I recorded myself playing the chord progression and had my students make up melodies over the chords. 

At first students were tentative while experimenting with this, but recently we had Brad Dumont and the Assumption University singers join us for a class and I tried the procedure with them. The results were incredible. Here’s what we did:


  1. Have students listen to the chord progression and hum along as they feel comfortable. How did they feel when they were doing that?
  2. Have students sing on any syllable they would like and make melodies a little louder this time. They can put up a microphone (left hand in front of the mouth connected to the right hand over the ear) if that makes them feel more comfortable.
  3. Have students sing the chorus (any of the three parts) to Meditation on Breathing as they walk around the room. When we get to the verse, the students have to stand still and have a “musical conversation” by improvising with the person next to them. When we return to the chorus, start walking around again until the verse starts.

The results of this were amazing. Students were excited to converse and learn about each other in a very unique way. You can use this activity over any pop song progression (I, vi, IV V).

Writing Verses

“When I Breathe In” was written in response to 9/11, which was a transformative event for the millennial generation. I asked my students to write new verses to answer the essential question, “What is the message of your generation?” The results were incredible. Here is one of the examples:

I hope that we can see
The problems of our divide
Our society’s in pain, and it’s time to heed
Let’s close the gap and turn the tide
Money needs to flow
Equitably and fair
The wealth spreads, and lifts up our lives
Let’s build a future we can share

A great resource to practice verse writing is the Justice Choir Songbook. Many of the songs lend themselves to new words and verses through zipper songs.

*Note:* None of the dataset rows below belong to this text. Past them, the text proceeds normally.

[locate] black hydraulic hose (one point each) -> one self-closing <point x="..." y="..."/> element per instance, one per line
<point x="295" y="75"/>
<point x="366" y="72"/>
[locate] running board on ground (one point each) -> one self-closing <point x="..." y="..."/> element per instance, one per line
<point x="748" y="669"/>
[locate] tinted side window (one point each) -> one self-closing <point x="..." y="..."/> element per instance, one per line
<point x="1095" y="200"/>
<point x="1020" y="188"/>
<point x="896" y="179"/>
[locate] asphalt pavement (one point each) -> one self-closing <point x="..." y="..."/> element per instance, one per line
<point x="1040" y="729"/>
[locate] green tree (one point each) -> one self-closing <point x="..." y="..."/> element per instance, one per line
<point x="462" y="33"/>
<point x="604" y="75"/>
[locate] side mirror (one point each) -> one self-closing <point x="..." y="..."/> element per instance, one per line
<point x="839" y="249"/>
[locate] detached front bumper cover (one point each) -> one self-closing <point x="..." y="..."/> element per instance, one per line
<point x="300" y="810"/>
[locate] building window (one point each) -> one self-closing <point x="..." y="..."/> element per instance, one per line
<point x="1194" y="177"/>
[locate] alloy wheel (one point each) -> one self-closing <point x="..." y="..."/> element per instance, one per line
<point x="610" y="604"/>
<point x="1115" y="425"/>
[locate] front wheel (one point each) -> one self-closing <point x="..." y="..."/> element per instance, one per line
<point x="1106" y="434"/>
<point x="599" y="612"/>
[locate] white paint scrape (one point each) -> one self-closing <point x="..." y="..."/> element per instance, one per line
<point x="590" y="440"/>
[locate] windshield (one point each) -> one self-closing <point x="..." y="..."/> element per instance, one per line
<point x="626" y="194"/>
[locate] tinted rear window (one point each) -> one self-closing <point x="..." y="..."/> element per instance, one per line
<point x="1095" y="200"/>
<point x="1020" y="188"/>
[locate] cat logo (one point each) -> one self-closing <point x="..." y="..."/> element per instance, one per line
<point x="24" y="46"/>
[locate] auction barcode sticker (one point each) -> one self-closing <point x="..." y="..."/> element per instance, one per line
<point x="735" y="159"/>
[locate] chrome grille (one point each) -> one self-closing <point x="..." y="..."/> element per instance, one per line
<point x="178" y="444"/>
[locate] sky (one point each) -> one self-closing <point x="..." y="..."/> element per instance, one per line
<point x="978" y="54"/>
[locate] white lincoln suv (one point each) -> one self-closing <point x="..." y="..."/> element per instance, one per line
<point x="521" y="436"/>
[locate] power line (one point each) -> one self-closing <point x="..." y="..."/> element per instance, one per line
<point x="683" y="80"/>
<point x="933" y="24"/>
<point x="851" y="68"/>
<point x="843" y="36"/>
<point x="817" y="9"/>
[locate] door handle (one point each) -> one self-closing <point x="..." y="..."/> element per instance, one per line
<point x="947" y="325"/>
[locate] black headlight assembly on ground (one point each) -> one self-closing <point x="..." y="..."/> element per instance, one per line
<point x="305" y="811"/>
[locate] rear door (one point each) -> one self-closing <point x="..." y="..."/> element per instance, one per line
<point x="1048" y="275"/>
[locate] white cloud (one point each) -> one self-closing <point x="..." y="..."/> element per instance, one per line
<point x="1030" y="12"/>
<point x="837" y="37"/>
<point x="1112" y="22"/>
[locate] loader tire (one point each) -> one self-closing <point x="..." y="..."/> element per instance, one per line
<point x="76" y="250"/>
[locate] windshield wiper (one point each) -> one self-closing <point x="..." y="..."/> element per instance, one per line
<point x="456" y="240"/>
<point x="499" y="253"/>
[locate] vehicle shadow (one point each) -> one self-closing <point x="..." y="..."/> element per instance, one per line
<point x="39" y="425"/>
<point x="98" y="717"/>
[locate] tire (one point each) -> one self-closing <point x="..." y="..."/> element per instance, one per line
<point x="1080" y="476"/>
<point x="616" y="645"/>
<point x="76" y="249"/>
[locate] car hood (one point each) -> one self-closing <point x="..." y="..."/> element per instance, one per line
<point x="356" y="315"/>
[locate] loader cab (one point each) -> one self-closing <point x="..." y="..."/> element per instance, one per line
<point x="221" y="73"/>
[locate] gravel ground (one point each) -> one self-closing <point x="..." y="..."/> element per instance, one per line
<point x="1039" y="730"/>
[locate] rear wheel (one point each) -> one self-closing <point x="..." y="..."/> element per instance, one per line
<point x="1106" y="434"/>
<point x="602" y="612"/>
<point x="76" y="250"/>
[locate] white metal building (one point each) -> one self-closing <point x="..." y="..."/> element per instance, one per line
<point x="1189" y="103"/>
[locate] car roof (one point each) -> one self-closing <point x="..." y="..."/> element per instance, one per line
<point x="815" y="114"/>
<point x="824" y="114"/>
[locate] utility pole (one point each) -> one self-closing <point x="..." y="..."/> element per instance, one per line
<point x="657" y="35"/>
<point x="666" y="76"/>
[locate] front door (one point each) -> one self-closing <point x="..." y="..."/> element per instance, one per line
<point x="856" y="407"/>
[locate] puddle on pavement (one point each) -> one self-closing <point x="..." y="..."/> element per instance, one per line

Setting them up for Success

Whatever you choose to do, it’s important to reiterate that this process is truly exploratory. If we spend too much time worrying about whether we sang the right note or wrote the right word, we miss an opportunity to enjoy what we are doing at the moment. If you and your students enjoy this process, perhaps integrate it into your next concert cycle so that the trust and confidence is there from the beginning, and you could include sharing this work with an audience.